Of all the works that I have seen at arteBA, and I have looked at too many to count, one of the most memorable is Elías Santis’ ethereal painting at Mite‘s. It depicts a group of young people outside at night. A young boy with his eyes closed holds a light that casts a glow on his face while a young woman to his right reaches out for it. The painting evokes a strange but hopeful sense of looking towards the unknown. I think it is a fitting painting to represent Barrio Joven, which I found in general to be ripe not only with promise, but a sense of community within the emerging art world.
I wrote on opening night how much I loved the booths that some of the galleries had constructed — such as the wooden cabin at Big Sur and the cozy living room at Mite — so I was delighted to hear on Friday that Mite had won the prize for best gallery at Barrio Joven. Four cash prizes were handed out Friday night including two prizes for best gallery, which went to Bounjour Galería and Mite.
Chatting in Mite’s living-room booth with its owner, Nicolás Barraza, I asked him how he felt about it all. Tired, but very happy, he told me that he certainly wasn’t expecting to win the prize. It was only when collector Alejandro Konikoff, who would be handing out the prizes on Friday, came to personally invite him to the announcement that Barraza knew something was up. Returning with an envelope full of cash — 5000 pesos to be exact — was just the cherry on the top of a project that had already been met with great success. The money, he told me, was almost enough to cover Mite’s costs for participating in arteBA.
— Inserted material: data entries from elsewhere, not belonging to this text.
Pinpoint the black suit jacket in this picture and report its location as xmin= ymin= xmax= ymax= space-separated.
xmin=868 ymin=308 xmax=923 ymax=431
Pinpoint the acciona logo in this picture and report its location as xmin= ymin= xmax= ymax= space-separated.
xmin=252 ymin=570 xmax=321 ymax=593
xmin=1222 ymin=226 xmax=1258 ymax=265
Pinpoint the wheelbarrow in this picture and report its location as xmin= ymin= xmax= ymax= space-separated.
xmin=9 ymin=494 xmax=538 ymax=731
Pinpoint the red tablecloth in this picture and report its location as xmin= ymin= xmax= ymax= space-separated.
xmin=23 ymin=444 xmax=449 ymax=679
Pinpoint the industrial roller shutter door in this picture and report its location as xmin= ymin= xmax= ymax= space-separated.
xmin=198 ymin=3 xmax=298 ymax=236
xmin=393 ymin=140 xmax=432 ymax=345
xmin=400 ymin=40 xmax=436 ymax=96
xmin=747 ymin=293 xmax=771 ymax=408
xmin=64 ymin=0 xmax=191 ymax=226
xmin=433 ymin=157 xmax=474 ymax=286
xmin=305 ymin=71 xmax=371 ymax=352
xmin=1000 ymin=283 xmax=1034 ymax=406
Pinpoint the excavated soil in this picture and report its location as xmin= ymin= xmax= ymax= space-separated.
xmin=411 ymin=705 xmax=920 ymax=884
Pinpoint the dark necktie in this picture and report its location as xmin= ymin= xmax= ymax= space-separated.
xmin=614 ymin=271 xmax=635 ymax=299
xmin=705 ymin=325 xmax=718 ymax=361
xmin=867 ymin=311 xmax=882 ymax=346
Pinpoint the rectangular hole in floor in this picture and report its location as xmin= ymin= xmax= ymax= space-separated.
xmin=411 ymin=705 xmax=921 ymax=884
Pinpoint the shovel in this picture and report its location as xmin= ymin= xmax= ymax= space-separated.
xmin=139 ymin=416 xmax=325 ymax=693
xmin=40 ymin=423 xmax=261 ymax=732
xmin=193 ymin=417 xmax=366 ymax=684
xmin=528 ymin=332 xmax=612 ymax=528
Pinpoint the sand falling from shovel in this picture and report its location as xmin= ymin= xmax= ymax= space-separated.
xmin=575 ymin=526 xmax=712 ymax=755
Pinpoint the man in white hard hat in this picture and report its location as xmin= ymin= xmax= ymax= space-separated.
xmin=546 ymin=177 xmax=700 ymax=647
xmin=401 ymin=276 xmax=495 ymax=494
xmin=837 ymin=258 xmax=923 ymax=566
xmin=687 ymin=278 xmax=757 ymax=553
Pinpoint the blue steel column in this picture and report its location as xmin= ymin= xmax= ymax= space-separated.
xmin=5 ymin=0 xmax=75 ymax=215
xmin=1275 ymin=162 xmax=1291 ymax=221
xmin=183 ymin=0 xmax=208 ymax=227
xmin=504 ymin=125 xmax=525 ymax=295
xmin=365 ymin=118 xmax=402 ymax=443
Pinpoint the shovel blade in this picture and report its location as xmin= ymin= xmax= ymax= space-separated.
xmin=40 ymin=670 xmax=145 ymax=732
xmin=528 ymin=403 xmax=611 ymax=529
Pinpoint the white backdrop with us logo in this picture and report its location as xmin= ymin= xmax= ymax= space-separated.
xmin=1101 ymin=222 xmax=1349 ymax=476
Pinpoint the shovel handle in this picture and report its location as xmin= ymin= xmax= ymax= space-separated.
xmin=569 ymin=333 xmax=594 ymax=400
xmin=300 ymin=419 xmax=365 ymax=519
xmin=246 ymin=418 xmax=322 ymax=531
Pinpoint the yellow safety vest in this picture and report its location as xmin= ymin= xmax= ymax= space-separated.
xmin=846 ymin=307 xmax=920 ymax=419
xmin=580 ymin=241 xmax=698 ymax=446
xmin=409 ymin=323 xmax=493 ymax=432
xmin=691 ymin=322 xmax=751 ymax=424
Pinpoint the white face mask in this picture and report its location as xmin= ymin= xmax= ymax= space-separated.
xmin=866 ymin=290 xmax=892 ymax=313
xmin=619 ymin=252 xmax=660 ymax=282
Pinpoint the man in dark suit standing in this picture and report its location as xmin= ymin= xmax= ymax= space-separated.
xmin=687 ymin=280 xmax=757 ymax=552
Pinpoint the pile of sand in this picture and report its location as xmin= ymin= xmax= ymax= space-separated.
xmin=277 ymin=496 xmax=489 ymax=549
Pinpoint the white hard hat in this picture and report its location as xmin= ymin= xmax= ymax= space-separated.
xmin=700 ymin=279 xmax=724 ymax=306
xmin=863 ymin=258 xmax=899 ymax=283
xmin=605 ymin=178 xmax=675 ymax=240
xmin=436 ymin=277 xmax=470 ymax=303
On top of selling a significant number of works at their stand, Mite recently sold the popular Santis painting I mentioned above to well-known Argentine art collector Aníbal Jozami. I couldn’t help but notice that Barraza is not your typical gallerist — not only does he not look like one, but he doesn’t really act like one either. Humble and happy to hang out with his artist friends and DJ parties at the Mite space in Patio Liceo, Barraza manages to avoid being stuffy and still have a good relationship with important art collectors. Before I left the stand, he encouraged me to go check out Bonjour’s project, which took home the other best gallery prize. That’s the kind of buena onda that exists between the projects at Barrio Joven.
At Bounjour I spoke with owner Mara Caffarone who was equally excited about her gallery’s big win, given it was Bonjour’s first time participating at the fair. Not only did the gallery win, but so did one of their artists — Nicolás Novali — who took home the first prize of ARS $15,000 for his 2009 project, Cráneo Sonriente (Smiling skull). Second prize went to Jazmin Berakha. Novali’s action installation is very cool — a giant outline of a skull concocted out of used holiday sparklers. Beside it you can watch the video of the sparklers being lit and burning the outline of the image.
During my past four days at arteBA, I have found myself returning again and again to Barrio Joven. I’m not sure if it’s because of all the couches where you can rest your weary feet; but I know it’s not because of the stained glass house erected by Chandon — an unfortunate eyesore in my opinion. I’m pretty sure it’s because I love looking at the work of artists who haven’t been “discovered” yet, before the work and the artists themselves become tarnished by the big commercial scene. I asked Barraza if he could ever see Mite outside of Barrio Joven — on the “other” side of arteBA — and with a smile he simply said, “No…I’d rather start my own art fair.”
I suppose that’s why I like emerging art so much — it looks to the future.